Large companies operating in the EU market will be required to identify, prevent, and mitigate risks deriving from their business activity on social or environmental issues, and compensate for negative impacts – both, in their own operations and along their supply chains. In comparison to national legislations, such as the German Supply Chain Due Diligence Act, the EU regulation is more comprehensive in terms of its thematic scope (includes more environmental and climate issues), coverage of the supply chain (entire supply chain, not only direct suppliers) and higher sanctions for non-compliance. It also allows affected parties outside the EU to sue a company for damages stemming from violations in front of a European court. What is also new is not only companies registered in the EU are in scope, but also non-EU companies with a minimum net turnover of EUR 450 million/year. CSDDD has been approved by the European Council and all member states will have to pass corresponding national legislation, meaning existing national Due Diligence laws would be “overruled”.

Eco-design for Sustainable Product Regulation (ESPR)

The ESPR establishes a framework to set eco-design requirements for specific product groups to significantly improve their circularity, energy performance and other environmental sustainability aspects. Under the ESPR, specifications for most product groups will be developed, setting standards on a range of characteristics, including recycled content, carbon and environmental footprint, substances used in the product, durability, reusability, upgradability, and reparability, or energy and resource efficiency. The specifications on the requirements for each product group will be defined by the European Commission earliest in the second half of 2025.

With the ESPR, the European Union aims to make products that are more circular and produced with less environmental impact the default on the market. In addition, the ESPR will require products sold in the EU market to have a “Digital Product Passport” to provide information about its environmental sustainability.
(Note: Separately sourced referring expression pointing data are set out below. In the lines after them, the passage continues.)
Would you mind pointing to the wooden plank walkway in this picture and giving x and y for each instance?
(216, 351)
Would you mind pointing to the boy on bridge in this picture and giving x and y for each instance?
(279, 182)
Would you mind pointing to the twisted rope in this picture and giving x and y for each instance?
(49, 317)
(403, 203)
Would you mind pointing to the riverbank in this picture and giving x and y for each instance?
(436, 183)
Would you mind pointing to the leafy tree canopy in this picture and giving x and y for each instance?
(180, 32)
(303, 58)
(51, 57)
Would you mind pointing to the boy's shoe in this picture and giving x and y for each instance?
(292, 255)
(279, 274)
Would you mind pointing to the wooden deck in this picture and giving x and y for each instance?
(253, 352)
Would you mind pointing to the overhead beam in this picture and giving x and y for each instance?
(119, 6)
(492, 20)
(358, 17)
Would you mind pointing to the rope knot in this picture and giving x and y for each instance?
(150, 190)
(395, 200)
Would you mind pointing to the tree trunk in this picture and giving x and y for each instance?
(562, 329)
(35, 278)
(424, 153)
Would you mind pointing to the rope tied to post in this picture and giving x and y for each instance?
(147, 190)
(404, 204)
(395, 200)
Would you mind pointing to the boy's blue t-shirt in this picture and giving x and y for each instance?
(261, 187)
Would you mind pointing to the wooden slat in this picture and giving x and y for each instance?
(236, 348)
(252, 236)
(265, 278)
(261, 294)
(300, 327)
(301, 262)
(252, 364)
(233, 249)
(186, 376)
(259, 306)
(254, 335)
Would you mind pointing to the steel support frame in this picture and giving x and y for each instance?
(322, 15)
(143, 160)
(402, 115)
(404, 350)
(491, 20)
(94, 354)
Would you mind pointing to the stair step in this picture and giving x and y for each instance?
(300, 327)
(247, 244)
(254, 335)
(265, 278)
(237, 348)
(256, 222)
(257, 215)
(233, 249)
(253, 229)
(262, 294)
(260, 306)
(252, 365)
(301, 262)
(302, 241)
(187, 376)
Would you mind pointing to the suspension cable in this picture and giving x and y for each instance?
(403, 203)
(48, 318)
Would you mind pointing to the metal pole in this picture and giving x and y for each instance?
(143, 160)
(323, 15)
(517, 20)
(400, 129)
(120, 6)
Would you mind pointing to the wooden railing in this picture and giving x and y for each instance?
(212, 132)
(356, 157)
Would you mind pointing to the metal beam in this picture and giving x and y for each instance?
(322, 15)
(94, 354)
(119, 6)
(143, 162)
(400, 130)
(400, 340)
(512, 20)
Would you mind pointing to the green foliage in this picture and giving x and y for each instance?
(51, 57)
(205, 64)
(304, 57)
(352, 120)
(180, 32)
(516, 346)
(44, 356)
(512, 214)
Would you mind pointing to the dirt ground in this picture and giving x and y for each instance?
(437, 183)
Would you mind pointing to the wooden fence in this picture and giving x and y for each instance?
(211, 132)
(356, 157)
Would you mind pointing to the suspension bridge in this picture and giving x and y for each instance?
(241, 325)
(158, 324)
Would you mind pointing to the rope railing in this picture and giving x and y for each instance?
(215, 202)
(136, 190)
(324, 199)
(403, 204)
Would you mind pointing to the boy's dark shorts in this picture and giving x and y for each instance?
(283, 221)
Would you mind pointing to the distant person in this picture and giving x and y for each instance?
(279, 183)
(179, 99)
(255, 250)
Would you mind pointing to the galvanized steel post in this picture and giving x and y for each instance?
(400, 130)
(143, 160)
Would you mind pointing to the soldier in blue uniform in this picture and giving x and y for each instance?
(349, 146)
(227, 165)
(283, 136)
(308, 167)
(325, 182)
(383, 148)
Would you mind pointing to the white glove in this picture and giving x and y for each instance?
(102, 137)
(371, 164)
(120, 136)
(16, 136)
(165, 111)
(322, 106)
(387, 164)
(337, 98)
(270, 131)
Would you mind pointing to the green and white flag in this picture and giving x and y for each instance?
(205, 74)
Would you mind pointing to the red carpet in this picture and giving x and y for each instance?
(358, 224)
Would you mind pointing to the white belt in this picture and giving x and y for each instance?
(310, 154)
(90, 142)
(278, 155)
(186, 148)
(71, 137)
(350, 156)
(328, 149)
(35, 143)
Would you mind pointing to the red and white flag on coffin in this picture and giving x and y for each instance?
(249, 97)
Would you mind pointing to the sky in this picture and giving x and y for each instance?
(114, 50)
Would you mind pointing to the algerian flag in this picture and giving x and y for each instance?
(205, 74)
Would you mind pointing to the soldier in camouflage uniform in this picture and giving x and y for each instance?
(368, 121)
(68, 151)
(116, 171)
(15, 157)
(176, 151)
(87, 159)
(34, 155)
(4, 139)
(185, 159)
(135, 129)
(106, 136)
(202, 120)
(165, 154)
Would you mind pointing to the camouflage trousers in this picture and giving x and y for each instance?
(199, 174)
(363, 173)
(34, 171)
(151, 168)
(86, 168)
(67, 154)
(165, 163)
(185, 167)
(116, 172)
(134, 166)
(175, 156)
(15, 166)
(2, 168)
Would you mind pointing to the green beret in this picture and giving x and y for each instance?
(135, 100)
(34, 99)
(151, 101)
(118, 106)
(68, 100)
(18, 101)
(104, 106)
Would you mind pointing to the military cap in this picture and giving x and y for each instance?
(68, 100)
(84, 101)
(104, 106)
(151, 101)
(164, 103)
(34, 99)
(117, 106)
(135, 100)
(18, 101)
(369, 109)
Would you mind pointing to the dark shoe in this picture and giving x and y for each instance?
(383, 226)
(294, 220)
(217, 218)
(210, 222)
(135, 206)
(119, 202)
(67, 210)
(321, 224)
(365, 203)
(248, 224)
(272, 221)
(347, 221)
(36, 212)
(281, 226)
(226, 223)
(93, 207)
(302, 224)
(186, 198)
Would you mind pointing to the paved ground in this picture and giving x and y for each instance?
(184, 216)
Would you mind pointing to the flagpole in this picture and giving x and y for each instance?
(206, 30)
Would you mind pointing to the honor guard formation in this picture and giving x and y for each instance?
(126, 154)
Forced Labour Prevention Regulation

This regulation bans all products made with forced labour at any point in the supply chain from the EU market (including online sales). Forced labour is defined in line with International Labour Organisation (ILO) definitions. The regulation complements the supply chain monitoring obligations for companies set under the CSDDD. It exceeds insofar as all types and sizes of companies and industries are in scope and the enforcement authorities may ban individual products from being placed, sold to, or exported from the EU market at the expense of the economic operator.

Expected implications for Vietnamese manufacturers

As Viet Nam is further integrating into global supply chains, with a large number of companies supplying for multinational enterprises or directly exporting to the European market, the recently approved regulations can affect Vietnamese companies in the following aspects.
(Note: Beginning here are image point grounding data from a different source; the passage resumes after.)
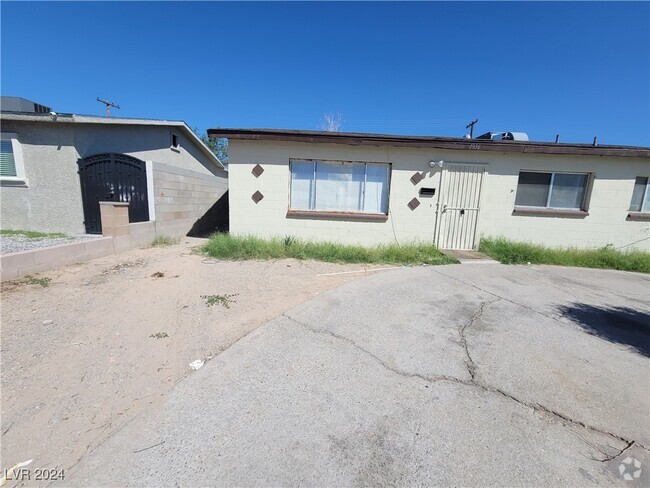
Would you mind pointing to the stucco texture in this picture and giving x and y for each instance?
(51, 201)
(613, 182)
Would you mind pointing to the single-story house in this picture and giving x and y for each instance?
(56, 168)
(372, 189)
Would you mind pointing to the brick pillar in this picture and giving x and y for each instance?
(115, 218)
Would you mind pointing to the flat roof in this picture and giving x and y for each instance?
(62, 118)
(453, 143)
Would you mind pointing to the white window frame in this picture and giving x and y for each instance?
(312, 199)
(643, 209)
(20, 179)
(583, 203)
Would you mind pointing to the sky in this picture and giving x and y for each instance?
(575, 69)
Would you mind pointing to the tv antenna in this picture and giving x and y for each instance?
(108, 106)
(470, 126)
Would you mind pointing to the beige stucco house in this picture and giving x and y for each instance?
(56, 168)
(372, 189)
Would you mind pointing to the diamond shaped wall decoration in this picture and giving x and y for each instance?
(416, 178)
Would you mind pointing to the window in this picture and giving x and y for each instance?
(552, 190)
(338, 186)
(641, 195)
(11, 160)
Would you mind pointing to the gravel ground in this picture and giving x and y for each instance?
(18, 243)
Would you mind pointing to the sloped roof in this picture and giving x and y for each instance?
(454, 143)
(62, 118)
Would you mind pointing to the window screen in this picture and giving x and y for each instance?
(7, 162)
(640, 196)
(532, 190)
(339, 186)
(551, 190)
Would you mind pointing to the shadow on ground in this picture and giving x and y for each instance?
(620, 325)
(214, 220)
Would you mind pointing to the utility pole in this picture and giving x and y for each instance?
(470, 126)
(108, 106)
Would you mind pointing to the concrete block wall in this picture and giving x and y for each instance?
(51, 200)
(605, 224)
(119, 236)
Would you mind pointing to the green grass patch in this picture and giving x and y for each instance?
(32, 280)
(32, 234)
(225, 246)
(223, 300)
(164, 241)
(510, 252)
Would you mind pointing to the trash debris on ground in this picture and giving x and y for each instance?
(195, 365)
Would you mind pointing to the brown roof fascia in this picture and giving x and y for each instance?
(359, 139)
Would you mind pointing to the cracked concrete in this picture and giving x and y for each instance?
(456, 375)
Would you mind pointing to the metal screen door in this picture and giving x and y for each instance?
(458, 205)
(113, 178)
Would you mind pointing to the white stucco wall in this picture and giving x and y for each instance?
(605, 224)
(51, 202)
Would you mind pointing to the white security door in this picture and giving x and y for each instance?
(458, 205)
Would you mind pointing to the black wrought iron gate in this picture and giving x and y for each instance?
(113, 178)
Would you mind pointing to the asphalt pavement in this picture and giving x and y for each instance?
(460, 375)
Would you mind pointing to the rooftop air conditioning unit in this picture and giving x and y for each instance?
(504, 136)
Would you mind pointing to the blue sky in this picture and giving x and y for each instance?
(577, 69)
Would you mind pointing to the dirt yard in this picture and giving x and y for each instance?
(106, 339)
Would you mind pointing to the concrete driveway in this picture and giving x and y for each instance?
(464, 375)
Supplier consideration: Buyers will increasingly consider the adherence to social and environmental standards in the selection of their suppliers. Sustainability will become even more of a competitiveness factor.

Data and transparency: (European) buyers will request more information on a range of sustainability issues from their business partners, like environmental performance of the supplier, including GHG emissions, adherence to international labour standards (focus on ILO core conventions), type and origin or material used in production, or supply chain partners.

Shared responsibility: Regulations like the CSDDD emphasize the responsibility of buyers to take an active role in the mitigation of risks in their supply chain. Buyers cannot simply “outsource” obligations to suppliers; they need to actively share responsibility with business partners in identifying and preventing violations of sustainability standards themselves, ask cooperation of suppliers to take remedial action, and have supportive measures in these regards.

Product design: New products going to the EU market will have to follow more stringent sustainability requirements and demand significant consideration and modification from producers. Some of the specifications will require manufacturers to innovate on products, processes, and business models.

Monitoring and complaint mechanisms: Checks on labour adherence in form of audits or (third party) inspections will likely increase. Suppliers will also be increasingly requested to set up an effective company-internal complaint mechanisms and ensure protection of those utilizing the procedure.

How can manufacturers prepare?

  • Get familiar with due diligence obligations and eco-design requirements. Consider additional training for your staff on new requirements and procedures.
  • Set up internal data management systems to maintain proper documentation of processes, procedures, and production data to provide necessary information for possible audits. Analyse the data and define measures to continuously improve your performance.
  • Analyse existing and potential risks within your own business operations and supply chains and take appropriate measures to reduce, cease or mitigate these risks.
  • Engage in a dialogue with your customers on future expectations and communicate the need for support to meet their requirements.
  • Seek support from external entities such as the Responsible Business Helpdesk (RBH) at VCCI, or suitable service providers.